In a news release, Express Scripts stated that drug manufacturers, not the PBMs, that set the prices of prescriptions. The company said it negotiates to lower the cost of drugs for insurance plans and has pioneered programs to shield customers from high prices.

“The FTC has taken unconstitutional actions in publishing a report that ignores the evidence provided by our company and other PBMs, demonstrates clear ideological bias and advances a false and damaging narrative — a narrative that could harm the health care system by removing essential checks and balances which would result in higher drug prices for American consumers,” said Andrea Nelson, chief legal officer for The Cigna Group, said in a statement.

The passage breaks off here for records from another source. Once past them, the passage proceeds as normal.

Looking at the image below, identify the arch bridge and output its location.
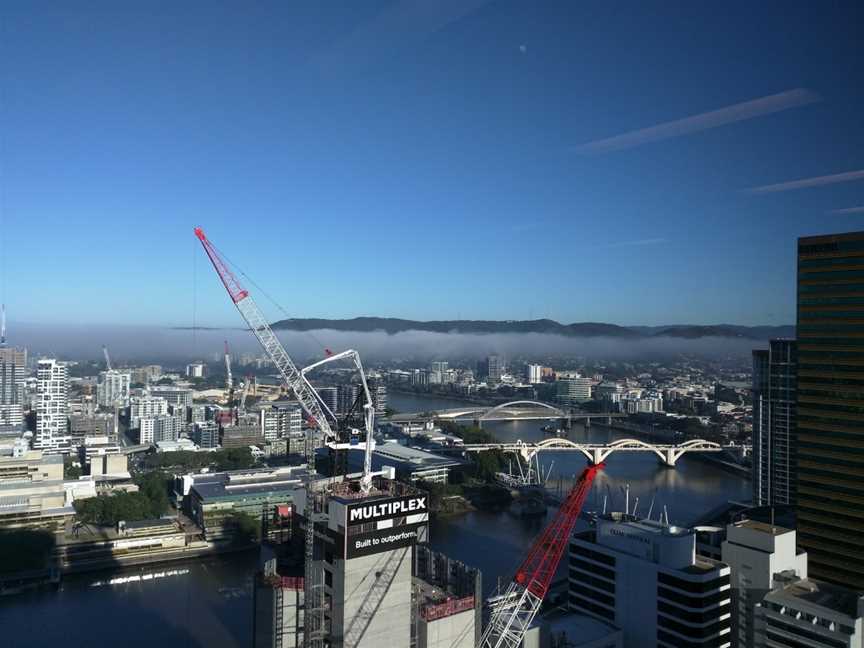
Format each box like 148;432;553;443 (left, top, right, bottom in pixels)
462;438;723;468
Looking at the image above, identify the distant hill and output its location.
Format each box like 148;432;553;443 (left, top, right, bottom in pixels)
273;317;795;340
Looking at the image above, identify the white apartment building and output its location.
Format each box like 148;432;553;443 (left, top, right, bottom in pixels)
96;369;132;407
259;401;303;441
555;378;591;406
138;414;183;444
722;520;864;648
0;348;27;427
721;520;807;646
33;358;70;454
129;396;168;429
569;513;732;648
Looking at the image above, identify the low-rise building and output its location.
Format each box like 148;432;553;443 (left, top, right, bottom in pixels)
185;466;324;541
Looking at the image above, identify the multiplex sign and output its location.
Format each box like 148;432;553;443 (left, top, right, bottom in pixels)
346;495;428;526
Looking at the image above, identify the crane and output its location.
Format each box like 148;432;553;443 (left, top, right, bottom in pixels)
300;349;375;493
195;227;374;480
225;340;234;398
479;463;603;648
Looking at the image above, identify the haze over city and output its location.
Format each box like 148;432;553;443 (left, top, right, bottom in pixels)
0;0;864;648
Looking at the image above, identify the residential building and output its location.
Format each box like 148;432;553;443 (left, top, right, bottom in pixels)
69;413;117;447
129;395;168;429
721;520;807;648
96;369;132;407
555;378;591;407
569;513;731;648
192;421;219;448
752;573;864;648
33;358;70;453
0;347;27;428
369;374;386;416
138;414;183;444
186;362;207;378
796;232;864;591
259;401;303;441
485;355;504;385
131;365;162;385
753;340;797;506
221;422;264;448
148;385;192;408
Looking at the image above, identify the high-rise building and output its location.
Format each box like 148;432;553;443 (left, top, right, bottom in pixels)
555;378;591;406
569;513;731;648
192;421;219;448
149;385;192;408
0;348;27;427
722;520;807;647
753;340;797;506
796;232;864;591
33;358;70;453
486;356;504;385
259;401;303;441
96;369;132;407
138;414;183;444
369;382;387;416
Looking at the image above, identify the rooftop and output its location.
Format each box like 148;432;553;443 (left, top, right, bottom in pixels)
765;579;859;618
192;466;321;499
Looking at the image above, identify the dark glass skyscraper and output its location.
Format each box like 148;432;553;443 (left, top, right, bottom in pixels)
797;232;864;591
753;340;797;506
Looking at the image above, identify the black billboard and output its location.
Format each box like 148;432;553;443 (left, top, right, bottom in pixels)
345;522;426;559
345;495;429;527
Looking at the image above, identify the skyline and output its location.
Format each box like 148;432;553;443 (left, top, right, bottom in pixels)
0;2;864;326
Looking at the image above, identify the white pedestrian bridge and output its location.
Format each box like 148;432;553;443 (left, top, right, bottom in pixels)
460;438;728;468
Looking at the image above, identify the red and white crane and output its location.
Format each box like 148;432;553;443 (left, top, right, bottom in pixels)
195;227;375;492
480;463;603;648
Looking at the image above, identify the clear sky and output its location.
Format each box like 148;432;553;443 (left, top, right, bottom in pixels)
0;0;864;325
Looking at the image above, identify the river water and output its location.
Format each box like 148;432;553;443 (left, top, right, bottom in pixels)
0;394;750;648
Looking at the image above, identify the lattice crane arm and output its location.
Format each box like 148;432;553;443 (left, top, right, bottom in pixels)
300;349;375;493
195;227;336;440
479;463;603;648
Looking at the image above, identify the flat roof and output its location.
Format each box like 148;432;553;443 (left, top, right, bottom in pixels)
192;466;322;499
765;579;859;618
735;520;792;536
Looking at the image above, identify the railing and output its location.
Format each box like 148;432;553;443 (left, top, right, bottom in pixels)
420;596;474;621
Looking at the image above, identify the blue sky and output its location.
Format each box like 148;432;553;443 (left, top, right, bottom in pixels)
0;0;864;325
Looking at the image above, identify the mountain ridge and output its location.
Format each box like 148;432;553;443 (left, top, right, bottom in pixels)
272;316;795;340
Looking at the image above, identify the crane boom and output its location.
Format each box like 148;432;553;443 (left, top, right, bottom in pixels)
195;227;336;440
225;340;234;394
300;349;375;493
480;463;603;648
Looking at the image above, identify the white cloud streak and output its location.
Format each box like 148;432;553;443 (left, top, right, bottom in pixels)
606;238;666;247
747;169;864;195
576;88;822;154
828;206;864;215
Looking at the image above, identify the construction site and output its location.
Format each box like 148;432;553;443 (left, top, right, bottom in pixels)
195;228;602;648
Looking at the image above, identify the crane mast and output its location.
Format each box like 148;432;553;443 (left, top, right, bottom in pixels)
479;464;603;648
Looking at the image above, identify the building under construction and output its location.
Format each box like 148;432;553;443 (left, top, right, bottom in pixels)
255;476;482;648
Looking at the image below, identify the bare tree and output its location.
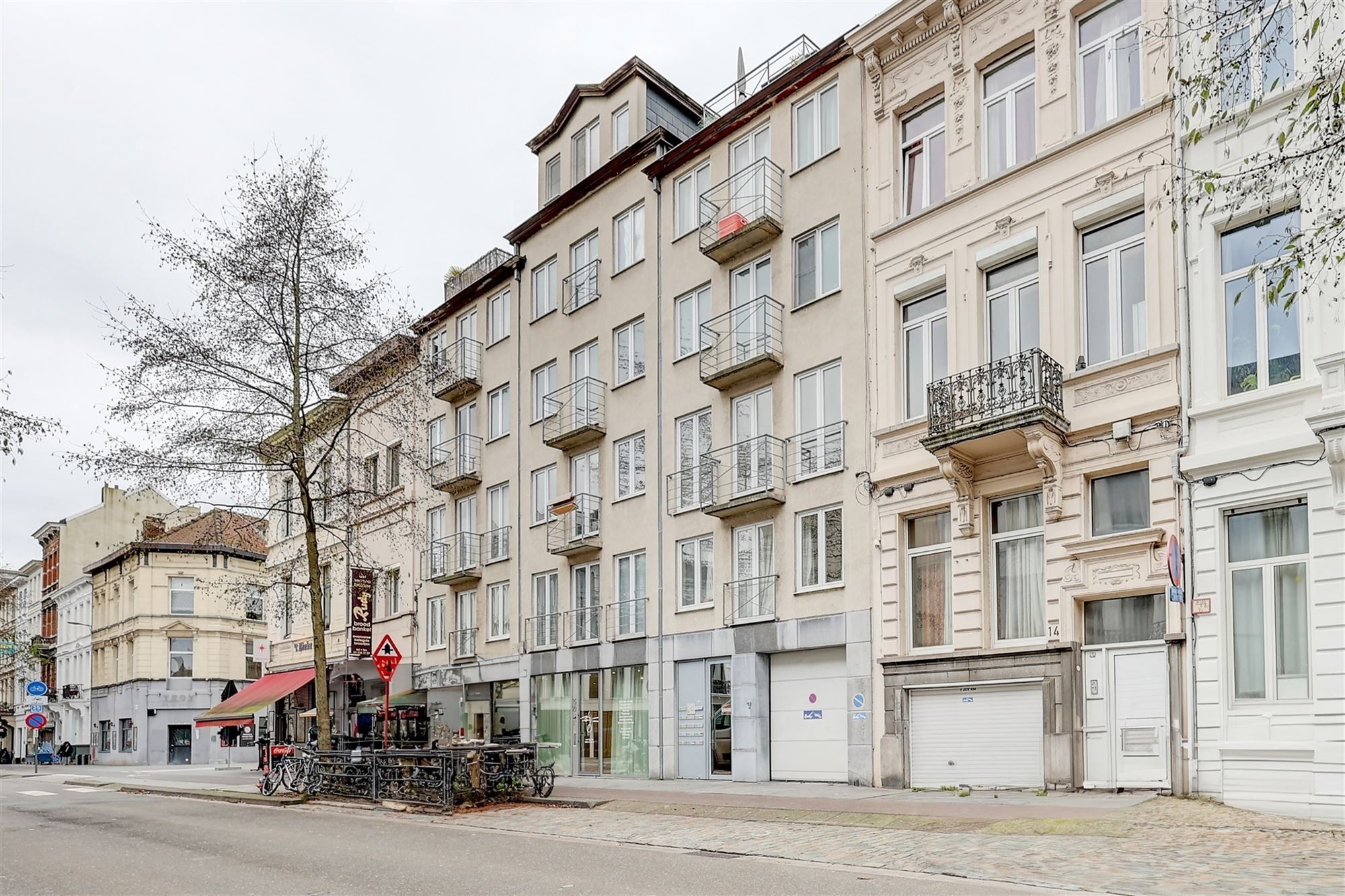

FTC spokesperson Douglas Farrar said the federal agency stands by its study.

“Just three companies control nearly 80% of the market that millions of Americans must use to purchase necessary drugs at high costs,” he said in an email. “This is a complicated and opaque market, and the FTC is committed to using its clear authority to help the public and policymakers understand it."

Earlier this year, pharmacists and and advocates gathered at Express Scripts' headquarters to protest the company pushing independent pharmacies into unfavorable, “take-it-or-leave-it” contracts, and pressuring patients to switch to mail-order prescriptions.